Dinucleotide shuffling
Preserving dinucleotide frequencies requires the Altschul-Erickson algorithm, which models the sequence as a directed graph. Each nucleotide (A, T, C, G) becomes a vertex, and each dinucleotide in the sequence becomes a directed edge. The shuffled sequence is reconstructed by finding a random Eulerian path through this graph—a path that traverses each edge exactly once.
Because the graph preserves all dinucleotide transitions from the original sequence, the shuffled output maintains the same dinucleotide composition. This matters for RNA folding analyses where stacking energies depend on adjacent base pairs.
K-mer shuffling
The generalized Euler algorithm extends dinucleotide shuffling to arbitrary k-mer sizes. Instead of single nucleotides as vertices, the graph uses (k-1)-mers. Each k-mer in the original sequence creates an edge between its prefix and suffix (k-1)-mers. Finding an Eulerian path through this graph produces a sequence preserving all k-mer frequencies.

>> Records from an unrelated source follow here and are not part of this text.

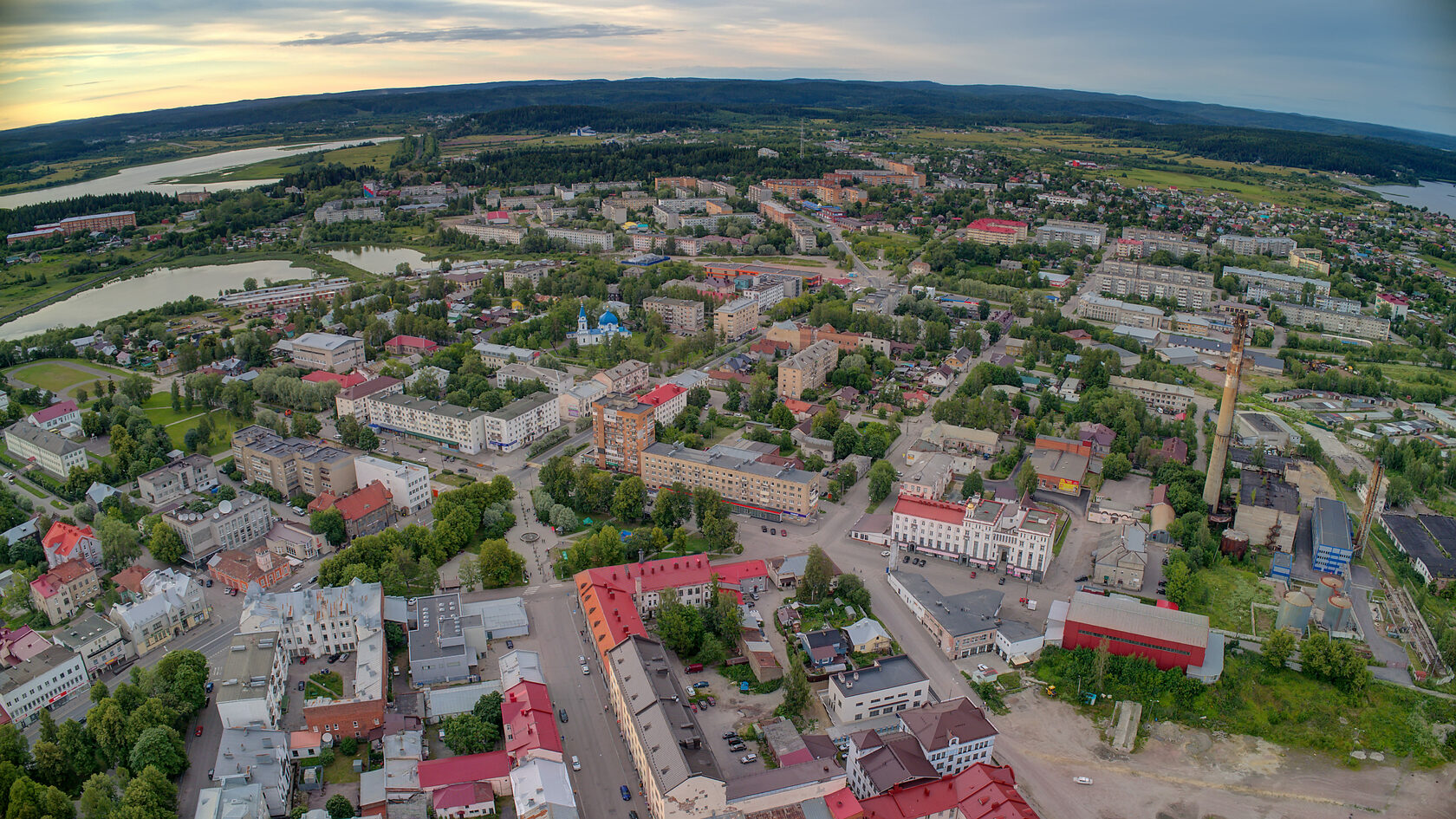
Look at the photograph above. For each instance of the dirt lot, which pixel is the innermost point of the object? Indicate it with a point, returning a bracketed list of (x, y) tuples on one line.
[(1188, 774)]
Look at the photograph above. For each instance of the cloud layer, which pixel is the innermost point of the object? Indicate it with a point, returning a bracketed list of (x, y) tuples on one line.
[(1391, 63)]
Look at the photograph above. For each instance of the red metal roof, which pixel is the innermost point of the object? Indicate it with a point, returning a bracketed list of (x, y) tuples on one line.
[(933, 509)]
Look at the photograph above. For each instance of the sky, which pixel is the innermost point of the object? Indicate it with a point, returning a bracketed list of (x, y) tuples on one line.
[(1389, 62)]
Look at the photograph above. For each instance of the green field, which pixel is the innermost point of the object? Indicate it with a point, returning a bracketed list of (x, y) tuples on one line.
[(59, 374)]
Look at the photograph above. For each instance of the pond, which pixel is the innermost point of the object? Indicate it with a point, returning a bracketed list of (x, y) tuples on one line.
[(143, 292)]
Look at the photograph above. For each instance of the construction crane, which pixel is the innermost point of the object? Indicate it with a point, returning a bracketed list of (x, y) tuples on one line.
[(1368, 517)]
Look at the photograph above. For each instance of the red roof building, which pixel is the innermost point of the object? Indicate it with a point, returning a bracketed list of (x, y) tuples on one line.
[(409, 344), (530, 723), (980, 791)]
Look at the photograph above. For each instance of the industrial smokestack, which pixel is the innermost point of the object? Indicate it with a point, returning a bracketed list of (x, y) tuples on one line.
[(1213, 485)]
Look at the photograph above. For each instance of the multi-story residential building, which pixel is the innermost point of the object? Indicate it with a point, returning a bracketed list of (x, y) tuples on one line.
[(983, 532), (1370, 328), (182, 477), (291, 465), (1168, 398), (622, 430), (500, 354), (737, 318), (807, 369), (63, 589), (98, 641), (1188, 289), (1075, 233), (582, 237), (49, 451), (51, 419), (36, 673), (929, 742), (522, 421), (890, 686), (460, 427), (237, 523), (764, 490), (1258, 245), (996, 232), (1141, 242), (1111, 310), (328, 352), (350, 401), (367, 510), (316, 622), (68, 541), (1282, 283), (406, 483), (683, 316), (555, 380), (627, 376), (171, 603), (961, 624), (250, 681)]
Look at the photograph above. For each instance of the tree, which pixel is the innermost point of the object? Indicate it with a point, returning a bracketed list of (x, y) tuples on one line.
[(500, 566), (1278, 647), (328, 522), (680, 627), (1115, 466), (340, 806), (629, 498), (881, 480), (819, 573), (160, 746), (165, 544)]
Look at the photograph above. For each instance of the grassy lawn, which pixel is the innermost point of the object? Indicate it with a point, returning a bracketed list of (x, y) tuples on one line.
[(57, 374), (1225, 594)]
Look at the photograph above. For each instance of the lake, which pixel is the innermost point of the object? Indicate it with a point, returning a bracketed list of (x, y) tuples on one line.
[(379, 260), (143, 292), (1434, 196), (154, 177)]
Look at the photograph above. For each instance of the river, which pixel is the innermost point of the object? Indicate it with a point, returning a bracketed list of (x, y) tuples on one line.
[(1434, 196), (154, 177), (143, 292)]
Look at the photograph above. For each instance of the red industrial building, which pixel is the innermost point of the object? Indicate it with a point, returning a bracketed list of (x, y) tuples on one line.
[(1168, 637)]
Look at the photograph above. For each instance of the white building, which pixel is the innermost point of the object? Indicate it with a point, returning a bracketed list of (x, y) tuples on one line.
[(522, 421), (893, 684), (462, 427), (250, 681), (406, 483)]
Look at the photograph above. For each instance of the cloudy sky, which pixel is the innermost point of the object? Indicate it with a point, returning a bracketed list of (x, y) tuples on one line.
[(1389, 62)]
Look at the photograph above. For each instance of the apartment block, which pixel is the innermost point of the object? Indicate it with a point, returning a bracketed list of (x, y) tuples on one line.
[(328, 352), (807, 369), (683, 316), (1111, 310), (622, 430), (237, 523), (1075, 233), (1188, 289), (49, 451), (1369, 328), (522, 421), (182, 477), (460, 427), (737, 318), (764, 490)]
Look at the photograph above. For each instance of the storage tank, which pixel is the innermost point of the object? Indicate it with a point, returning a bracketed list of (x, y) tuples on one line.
[(1293, 611), (1337, 614), (1233, 543), (1329, 585)]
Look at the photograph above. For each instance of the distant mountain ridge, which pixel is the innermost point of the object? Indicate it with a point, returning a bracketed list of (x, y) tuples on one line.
[(920, 102)]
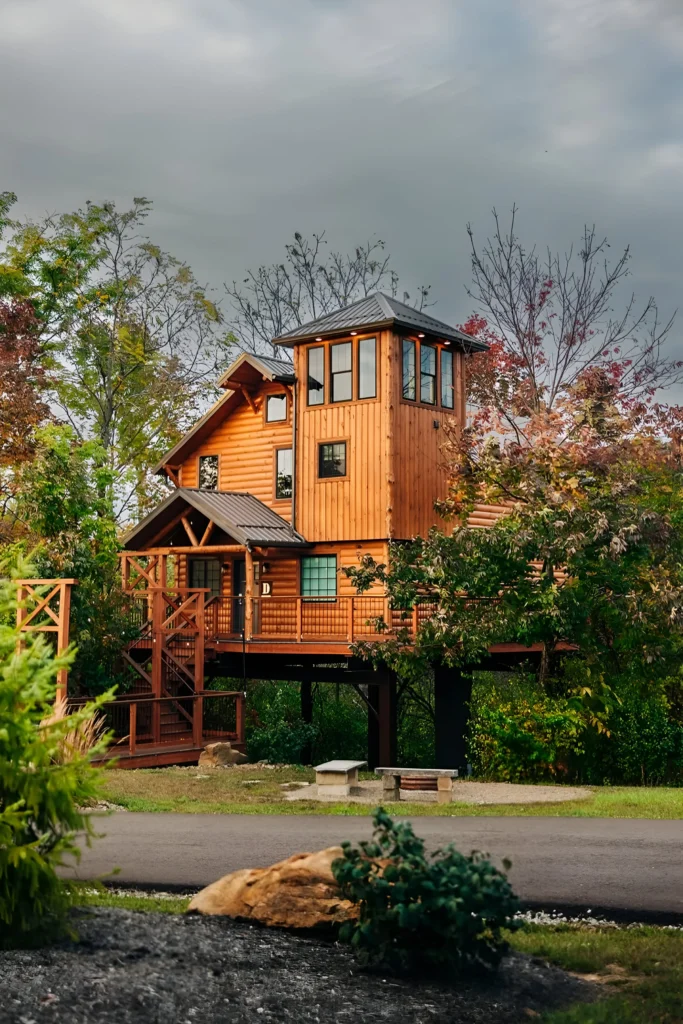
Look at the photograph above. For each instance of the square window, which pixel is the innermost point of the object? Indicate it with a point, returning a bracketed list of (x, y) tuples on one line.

Larger k values impose stronger constraints. With k=6, the shuffled sequence maintains the same hexanucleotide composition as the original, which may be important when codon usage or restriction site patterns need preservation.
Applications
Shuffled sequences commonly serve as negative controls for:
- Motif discovery: Testing whether identified patterns occur more frequently than expected by chance
- RNA structure prediction: Determining if predicted folding stability exceeds that of composition-matched random sequences
- Regulatory element analysis: Validating that putative binding sites show genuine enrichment
- Alignment scoring: Establishing background distributions for sequence similarity statistics
Dinucleotide shuffling is particularly important for RNA analyses because secondary structure free energies depend heavily on stacking interactions between adjacent bases. Mononucleotide-shuffled controls may have systematically different folding energies simply due to altered dinucleotide composition.